A. I think African‑American actors are in a stronger position now thanks a lot to what Chris Rock has done tonight and what the activists who have been raising the issue around this awards ceremony have said. And I think also there's a big issue for women, for actresses and the lack of ‑‑ that's been as big an issue for me in these months coming up to this, the revelations about just how dominated this major storytelling form of our culture is by men. I know it's true in the Shakespeare of work where I work, that the parts, there aren't the King Lear parts for the great actresses. So I hope that this kind of ‑‑ this awareness that's been raised very humorously by Chris tonight and angrily by other people, understandably, I hope that's going to create a lot more diversity. It's of course not just for the performers, it's a matter of audiences taking this on, it's a matter of audiences not just going out for the thrill or the safe bet, but taking a bet on more unusual films and more unusual plays that tell stories about issues or people who are in the minority in society. Wouldn't you think? Yeah. So I hope this will do a little bit more to change the story and diversify the stories that we listen to and watch. 


Q. For this film did you shoot on location somewhere interesting? Did you get to do anything there and enjoy the location where you shot, or locations? 
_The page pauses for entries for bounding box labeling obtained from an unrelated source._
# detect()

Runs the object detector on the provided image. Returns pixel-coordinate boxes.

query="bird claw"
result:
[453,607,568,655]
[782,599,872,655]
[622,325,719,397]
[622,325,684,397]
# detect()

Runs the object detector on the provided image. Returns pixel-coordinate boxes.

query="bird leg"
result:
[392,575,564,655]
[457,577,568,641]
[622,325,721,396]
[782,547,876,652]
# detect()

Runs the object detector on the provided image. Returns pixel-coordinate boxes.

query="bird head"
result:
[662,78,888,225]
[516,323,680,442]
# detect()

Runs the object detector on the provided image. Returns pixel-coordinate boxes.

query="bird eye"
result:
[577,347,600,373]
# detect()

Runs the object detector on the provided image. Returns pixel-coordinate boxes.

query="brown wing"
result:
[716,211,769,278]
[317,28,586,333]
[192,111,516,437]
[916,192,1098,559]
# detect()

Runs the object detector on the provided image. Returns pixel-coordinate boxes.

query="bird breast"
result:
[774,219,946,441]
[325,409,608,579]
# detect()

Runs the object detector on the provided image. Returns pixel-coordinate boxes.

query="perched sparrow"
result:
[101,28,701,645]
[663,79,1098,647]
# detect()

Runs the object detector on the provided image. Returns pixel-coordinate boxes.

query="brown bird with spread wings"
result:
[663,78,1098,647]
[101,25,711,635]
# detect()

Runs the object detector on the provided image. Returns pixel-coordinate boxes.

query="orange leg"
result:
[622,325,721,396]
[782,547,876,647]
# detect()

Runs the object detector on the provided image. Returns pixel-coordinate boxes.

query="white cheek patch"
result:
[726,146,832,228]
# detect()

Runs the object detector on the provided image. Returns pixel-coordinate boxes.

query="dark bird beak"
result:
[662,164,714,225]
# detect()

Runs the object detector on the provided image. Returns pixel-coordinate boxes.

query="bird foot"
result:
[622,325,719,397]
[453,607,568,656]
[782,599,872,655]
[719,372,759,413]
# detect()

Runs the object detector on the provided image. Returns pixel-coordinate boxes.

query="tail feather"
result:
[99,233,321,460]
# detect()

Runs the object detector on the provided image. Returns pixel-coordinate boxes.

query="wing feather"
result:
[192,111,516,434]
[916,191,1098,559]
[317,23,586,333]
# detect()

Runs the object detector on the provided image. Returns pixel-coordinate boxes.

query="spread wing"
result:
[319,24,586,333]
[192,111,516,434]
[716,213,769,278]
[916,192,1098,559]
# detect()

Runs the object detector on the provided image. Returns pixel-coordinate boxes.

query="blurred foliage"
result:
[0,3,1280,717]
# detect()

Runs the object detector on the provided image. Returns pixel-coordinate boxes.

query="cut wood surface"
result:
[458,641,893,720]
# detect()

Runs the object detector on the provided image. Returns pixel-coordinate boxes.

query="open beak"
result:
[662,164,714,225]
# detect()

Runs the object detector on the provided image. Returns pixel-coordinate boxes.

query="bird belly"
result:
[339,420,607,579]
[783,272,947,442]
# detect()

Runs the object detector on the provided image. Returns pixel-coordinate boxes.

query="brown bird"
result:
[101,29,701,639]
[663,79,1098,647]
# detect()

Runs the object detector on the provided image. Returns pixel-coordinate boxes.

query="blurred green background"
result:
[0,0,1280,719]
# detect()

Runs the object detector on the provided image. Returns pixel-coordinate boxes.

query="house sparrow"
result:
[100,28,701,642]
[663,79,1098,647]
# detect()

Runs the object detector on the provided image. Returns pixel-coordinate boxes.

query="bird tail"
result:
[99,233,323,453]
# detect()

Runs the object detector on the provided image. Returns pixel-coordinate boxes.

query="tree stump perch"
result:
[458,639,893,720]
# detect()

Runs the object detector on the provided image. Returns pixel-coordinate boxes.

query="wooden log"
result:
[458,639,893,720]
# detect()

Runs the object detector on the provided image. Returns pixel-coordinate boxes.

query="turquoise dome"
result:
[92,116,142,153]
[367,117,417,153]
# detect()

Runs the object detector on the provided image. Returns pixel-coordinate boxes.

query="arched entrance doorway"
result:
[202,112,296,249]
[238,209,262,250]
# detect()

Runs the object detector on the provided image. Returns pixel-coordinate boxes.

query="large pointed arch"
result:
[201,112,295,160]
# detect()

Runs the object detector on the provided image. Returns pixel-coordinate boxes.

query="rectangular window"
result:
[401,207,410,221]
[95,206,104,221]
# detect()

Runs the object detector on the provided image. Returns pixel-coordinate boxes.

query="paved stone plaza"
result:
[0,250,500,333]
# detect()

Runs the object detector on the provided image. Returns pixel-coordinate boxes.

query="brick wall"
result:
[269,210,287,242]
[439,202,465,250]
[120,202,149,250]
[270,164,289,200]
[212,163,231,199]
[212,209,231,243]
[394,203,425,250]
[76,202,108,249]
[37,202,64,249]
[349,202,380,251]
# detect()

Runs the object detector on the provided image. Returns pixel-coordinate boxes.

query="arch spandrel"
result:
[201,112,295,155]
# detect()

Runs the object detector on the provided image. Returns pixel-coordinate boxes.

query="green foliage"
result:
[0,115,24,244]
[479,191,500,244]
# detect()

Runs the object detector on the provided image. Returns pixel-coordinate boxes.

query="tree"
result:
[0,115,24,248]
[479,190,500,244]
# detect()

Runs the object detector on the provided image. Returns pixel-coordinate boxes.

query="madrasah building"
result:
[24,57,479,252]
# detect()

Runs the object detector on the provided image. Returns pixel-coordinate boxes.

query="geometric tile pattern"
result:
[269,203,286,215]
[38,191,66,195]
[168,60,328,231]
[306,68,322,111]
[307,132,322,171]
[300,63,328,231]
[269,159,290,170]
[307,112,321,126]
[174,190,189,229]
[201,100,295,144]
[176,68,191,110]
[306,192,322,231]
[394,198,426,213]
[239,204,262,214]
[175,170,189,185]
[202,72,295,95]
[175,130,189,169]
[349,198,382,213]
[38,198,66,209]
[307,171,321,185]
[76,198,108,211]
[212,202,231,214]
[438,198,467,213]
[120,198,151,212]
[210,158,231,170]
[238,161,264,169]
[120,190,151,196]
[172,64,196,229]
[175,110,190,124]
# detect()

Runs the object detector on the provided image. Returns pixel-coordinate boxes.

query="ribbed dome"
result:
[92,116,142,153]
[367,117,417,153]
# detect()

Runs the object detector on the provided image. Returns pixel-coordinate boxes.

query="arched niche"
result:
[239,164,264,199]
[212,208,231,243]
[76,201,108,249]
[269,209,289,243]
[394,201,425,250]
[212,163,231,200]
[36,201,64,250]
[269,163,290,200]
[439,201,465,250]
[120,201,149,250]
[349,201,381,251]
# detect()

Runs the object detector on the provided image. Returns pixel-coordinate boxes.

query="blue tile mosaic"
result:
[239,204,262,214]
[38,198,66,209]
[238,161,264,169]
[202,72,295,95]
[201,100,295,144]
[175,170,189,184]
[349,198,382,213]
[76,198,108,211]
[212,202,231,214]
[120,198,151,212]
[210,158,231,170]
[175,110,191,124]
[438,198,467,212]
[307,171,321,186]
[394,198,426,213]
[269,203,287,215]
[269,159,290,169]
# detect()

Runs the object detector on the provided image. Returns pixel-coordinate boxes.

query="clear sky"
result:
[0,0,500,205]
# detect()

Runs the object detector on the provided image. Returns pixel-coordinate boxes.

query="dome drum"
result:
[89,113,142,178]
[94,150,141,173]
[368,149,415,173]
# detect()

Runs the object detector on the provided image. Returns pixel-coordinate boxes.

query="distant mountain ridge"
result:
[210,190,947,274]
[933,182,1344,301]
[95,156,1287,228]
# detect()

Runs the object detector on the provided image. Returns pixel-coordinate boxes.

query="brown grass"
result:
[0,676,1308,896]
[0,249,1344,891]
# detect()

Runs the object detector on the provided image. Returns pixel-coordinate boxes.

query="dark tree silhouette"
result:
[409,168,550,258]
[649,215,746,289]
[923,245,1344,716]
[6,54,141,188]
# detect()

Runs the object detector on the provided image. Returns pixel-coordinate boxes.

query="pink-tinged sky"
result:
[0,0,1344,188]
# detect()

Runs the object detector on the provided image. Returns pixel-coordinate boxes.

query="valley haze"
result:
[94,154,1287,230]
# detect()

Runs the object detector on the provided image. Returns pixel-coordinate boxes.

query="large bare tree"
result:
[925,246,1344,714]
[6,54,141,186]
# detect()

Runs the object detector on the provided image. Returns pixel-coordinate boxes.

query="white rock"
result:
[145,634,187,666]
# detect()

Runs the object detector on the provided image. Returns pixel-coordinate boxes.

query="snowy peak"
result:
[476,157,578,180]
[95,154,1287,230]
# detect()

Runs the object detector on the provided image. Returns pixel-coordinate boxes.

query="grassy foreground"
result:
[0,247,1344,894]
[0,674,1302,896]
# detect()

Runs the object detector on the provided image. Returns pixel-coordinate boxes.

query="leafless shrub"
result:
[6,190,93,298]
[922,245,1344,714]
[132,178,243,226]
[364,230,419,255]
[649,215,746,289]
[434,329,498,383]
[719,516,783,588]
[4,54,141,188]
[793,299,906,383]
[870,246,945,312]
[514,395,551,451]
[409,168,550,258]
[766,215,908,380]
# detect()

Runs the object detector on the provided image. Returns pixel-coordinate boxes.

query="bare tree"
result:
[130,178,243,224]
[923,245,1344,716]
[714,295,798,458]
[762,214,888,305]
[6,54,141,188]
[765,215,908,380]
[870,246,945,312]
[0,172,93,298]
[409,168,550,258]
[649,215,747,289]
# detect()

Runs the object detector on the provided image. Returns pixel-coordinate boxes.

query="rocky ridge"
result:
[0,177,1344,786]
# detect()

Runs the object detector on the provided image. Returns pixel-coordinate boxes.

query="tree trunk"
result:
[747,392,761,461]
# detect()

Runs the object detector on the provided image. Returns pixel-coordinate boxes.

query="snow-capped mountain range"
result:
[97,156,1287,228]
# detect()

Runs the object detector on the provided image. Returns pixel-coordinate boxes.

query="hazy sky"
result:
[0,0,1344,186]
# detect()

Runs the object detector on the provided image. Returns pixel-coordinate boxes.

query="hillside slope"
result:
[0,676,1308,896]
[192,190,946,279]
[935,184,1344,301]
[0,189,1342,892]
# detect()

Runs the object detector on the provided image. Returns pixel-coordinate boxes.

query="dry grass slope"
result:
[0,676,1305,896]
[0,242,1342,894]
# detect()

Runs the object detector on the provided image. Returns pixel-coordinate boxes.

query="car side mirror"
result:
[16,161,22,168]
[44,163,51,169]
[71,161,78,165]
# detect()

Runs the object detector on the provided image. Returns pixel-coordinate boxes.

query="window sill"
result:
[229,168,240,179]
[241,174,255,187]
A. We shot on the Glienicke Bridge in Berlin which is where the actual exchange took place, and it was incredibly cold and we had to wear all kinds of things in our shoes and in our gloves and then Chancellor Merkel came along about 2:00 in the morning, with no hat, no scarf, no gloves, and stayed for about 45 minutes talking with everyone, looking at the camera and everything. She was a little disappointed I didn't speak Russian, she saw through me right away. But that was very remarkable to make a film of an event that had actually taken place in that space and that's one of the pleasures of working with someone like Spielberg. 

Q. Mr. Rylance, one other thing, this is an honor that often launches a career. You are already quite well‑established. Do you think this is going to move you into some kind of different category for you? 

A. I don't know. I don't know. I'll find out, I guess. I'll find out, I guess. I've been very lucky and always had very interesting work come my way and generated interesting work myself, so we'll see. It's just nice to be celebrated, isn't it? Very nice to be celebrated. Thank you.